Ну… как для денег — капуста… бабки… Как же… как же… Вертится на языке…
Отец Дмитрий встал со стула и заходил по своему неуютному полупустому жилищу, теребя черную с проседью бороду. Марина залюбовалась его грациозными движениями и даже думать забыла о Татьяниных цыпках. Священник вдруг остановился около окна, резко повернулся к Марине и воскликнул:
— Цацки! Вот! Не цыпки, а цацки! Домашняя девочка не могла знать такого слова! Телевизор она не смотрела, радио не слушала, книг не читала. Она могла только запоминать то, что слышала… и… искажать, если не понимала значения…
— Цацки… То есть вы думаете, что родители Татьяны при ней называли драгоценности цацками?
— Нет… Вряд ли… Дядя Ваня с тетей Лидой были образованными и интеллигентными людьми. Они не стали бы так говорить при дочери.
— Но ведь они все-таки что-то говорили о семейном проклятии! — не согласилась Марина. — От кого бы тогда Татьяна это узнала? Саша Толмачев утверждал, что она выкрикивала о проклятии, еще будучи дома, а не у Пироговых. А вам она даже фамилию назвала того, кто проклял.
— Я думаю, что Танечка случайно услышала разговор родителей. Иногда, знаете ли, не убережешься. Может быть, Толмачевы считали, что она спит или в забытьи… А может быть, Татьяна за дверью стояла и слушала. Она ведь была совершенно непредсказуема…
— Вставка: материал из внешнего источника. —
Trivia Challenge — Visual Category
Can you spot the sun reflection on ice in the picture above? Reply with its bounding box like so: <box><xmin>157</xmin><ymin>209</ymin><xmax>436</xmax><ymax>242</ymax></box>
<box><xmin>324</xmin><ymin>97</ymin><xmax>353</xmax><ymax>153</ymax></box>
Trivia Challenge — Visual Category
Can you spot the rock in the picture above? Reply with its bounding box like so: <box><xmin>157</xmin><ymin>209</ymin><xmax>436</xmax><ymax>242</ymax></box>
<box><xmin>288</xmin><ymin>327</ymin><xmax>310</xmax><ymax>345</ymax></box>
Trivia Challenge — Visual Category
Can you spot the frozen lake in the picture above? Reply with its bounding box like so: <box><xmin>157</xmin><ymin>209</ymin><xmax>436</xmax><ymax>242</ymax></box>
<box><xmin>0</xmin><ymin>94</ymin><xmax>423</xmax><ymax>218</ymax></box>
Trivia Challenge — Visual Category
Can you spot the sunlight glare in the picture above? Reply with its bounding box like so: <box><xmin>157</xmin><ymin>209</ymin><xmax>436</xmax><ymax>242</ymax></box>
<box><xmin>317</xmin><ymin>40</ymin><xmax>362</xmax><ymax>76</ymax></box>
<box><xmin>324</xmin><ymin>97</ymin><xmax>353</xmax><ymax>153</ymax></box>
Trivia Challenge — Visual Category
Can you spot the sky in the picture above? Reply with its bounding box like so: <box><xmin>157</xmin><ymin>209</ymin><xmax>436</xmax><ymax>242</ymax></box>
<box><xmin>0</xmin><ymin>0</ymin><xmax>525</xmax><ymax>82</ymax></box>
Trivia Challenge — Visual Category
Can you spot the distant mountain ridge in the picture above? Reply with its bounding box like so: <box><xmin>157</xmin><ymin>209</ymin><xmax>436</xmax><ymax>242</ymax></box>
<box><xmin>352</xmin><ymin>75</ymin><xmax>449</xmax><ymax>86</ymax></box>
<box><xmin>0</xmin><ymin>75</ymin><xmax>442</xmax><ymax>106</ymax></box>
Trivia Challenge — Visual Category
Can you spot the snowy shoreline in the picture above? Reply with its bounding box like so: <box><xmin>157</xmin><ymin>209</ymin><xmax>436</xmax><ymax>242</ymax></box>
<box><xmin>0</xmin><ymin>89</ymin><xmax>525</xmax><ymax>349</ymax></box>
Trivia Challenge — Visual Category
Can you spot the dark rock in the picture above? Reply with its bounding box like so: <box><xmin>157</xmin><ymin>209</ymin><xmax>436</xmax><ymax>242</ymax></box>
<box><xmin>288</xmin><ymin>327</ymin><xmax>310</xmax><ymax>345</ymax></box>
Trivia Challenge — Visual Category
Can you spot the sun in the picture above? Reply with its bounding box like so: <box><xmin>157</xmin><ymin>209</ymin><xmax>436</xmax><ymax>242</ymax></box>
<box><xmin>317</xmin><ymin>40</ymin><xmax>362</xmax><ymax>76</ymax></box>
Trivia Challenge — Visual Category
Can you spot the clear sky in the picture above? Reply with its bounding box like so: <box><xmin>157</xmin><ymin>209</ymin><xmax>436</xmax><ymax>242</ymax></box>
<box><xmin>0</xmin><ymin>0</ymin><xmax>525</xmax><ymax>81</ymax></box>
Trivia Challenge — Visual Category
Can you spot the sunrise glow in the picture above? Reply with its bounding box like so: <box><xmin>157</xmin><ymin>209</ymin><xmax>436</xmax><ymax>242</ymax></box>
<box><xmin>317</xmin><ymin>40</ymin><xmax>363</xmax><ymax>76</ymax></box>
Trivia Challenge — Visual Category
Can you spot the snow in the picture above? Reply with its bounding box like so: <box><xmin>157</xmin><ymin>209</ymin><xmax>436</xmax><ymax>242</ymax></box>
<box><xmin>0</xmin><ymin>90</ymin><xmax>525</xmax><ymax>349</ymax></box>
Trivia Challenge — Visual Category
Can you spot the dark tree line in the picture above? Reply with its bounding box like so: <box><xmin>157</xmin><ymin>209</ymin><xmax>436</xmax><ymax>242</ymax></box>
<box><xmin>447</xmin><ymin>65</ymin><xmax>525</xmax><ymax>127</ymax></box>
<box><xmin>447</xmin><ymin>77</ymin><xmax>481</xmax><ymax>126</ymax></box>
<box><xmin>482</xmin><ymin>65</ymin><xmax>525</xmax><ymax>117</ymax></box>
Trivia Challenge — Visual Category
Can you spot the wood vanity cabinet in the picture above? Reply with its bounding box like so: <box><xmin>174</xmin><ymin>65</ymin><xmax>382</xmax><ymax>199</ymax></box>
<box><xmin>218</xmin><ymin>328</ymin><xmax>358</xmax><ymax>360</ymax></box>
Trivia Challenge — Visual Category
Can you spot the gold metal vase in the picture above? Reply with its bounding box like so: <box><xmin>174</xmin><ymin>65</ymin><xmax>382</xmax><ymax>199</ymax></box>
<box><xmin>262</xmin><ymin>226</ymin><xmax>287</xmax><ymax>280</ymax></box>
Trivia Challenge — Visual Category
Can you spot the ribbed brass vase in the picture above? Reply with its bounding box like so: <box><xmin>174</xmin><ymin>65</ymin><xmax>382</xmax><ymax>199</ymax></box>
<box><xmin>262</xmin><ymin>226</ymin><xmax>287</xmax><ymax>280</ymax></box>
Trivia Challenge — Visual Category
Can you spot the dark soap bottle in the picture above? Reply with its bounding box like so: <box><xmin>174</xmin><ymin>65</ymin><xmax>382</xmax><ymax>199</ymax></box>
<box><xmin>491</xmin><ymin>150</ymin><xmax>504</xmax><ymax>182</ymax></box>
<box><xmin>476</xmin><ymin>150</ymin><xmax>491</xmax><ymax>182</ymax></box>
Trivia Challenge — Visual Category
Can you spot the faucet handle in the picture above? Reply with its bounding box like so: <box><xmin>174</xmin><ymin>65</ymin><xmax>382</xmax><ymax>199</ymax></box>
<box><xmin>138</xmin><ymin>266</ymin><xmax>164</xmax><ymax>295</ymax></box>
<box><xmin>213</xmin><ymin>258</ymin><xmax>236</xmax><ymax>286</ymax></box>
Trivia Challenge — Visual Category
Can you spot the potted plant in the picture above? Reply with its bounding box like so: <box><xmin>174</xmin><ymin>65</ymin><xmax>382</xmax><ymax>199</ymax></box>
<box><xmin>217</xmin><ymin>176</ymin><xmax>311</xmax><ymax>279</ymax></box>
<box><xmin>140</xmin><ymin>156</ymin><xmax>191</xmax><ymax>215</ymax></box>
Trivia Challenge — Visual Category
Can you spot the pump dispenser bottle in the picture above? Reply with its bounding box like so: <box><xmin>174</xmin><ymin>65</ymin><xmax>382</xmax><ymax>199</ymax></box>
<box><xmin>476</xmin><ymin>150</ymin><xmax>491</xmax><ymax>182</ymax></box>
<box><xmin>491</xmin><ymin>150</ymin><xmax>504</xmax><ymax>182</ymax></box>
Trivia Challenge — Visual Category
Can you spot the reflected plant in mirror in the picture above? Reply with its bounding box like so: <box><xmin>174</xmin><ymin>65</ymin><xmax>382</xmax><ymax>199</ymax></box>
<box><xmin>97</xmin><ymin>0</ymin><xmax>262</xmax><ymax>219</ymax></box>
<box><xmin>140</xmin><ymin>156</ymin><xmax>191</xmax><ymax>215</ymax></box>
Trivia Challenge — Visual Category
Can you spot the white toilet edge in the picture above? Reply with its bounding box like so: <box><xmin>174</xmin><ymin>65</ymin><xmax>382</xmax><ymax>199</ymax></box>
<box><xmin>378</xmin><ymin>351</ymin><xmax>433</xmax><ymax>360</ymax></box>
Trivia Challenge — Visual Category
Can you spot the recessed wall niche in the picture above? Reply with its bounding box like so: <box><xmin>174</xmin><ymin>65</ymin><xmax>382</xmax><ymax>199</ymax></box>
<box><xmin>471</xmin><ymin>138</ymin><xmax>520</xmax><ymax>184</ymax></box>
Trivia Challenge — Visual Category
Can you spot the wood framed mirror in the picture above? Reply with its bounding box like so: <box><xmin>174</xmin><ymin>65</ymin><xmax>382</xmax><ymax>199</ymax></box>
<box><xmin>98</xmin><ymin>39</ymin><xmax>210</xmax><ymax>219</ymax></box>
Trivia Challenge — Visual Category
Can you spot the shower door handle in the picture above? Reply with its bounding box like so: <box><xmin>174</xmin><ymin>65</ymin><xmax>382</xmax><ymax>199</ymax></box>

— Но… тогда получается, что про цацки она могла слышать только у Пироговых. Она ведь нигде больше не была?
— Не была. Поэтому я согласен с вами. Танечка могла слышать это жаргонное слово только у Пироговых, и это наводит на определенные размышления, — отозвался отец Дмитрий.
— На какие? — еле выдохнула Марина.
Отец Дмитрий помолчал немного, пощипал бороду и, вместо ответа, спросил:
— А вы видели домашний кинотеатр Пироговых?
— Видела, — кивнула Марина, — но их достаток вполне объясним… И вообще, они показались мне очень милыми людьми! Да и то, что они взялись ухаживать за душевнобольным человеком, говорит само за себя!
Последние слова она уже почти выкрикивала, потому что ей вдруг почему-то стало обидно за Пироговых, и в особенности за хлебосольную Марию Петровну.
— Честно говоря, Марина Евгеньевна, я за свою жизнь повидал уже стольких людей, которые милыми были только в первом приближении, — усмехнулся отец Дмитрий, — что эту «милость» давно уже не принимаю на веру.
— То есть вы хотите сказать, что Пироговы — воры, укравшие определенное количество цацек у Толмачевых, которые тоже приобрели их незаконным путем?
— Возможно, так оно и есть, хотя я, разумеется, утверждать этого не смею. Я могу утверждать только то, что эти пожилые люди живут, как принято говорить, не по средствам.
— Откуда вам знать их средства? — продолжала возмущаться Марина.
— Я уверен, что до того, как они взялись ухаживать за Татьяной, этих средств у них не было, — ответил отец Дмитрий.
— Почему вы так категоричны?
— Потому что, если бы деньги у них были, они не взяли бы к себе Танечку.
— А может быть, они устали от одиночества! Ведь собственных детей у них не было!
— Тогда завели бы кошек, собак, хомячков или приняли бы на житье какую-нибудь тихую старушку или… безобидного дауна. Татьяна периодически впадала в очень агрессивное состояние. С ней было непросто, а иногда даже страшно.
— Так вот за это им и платили родители Татьяны! Саша Толмачев сказал, что был удивлен грандиозностью суммы договора с Пироговыми!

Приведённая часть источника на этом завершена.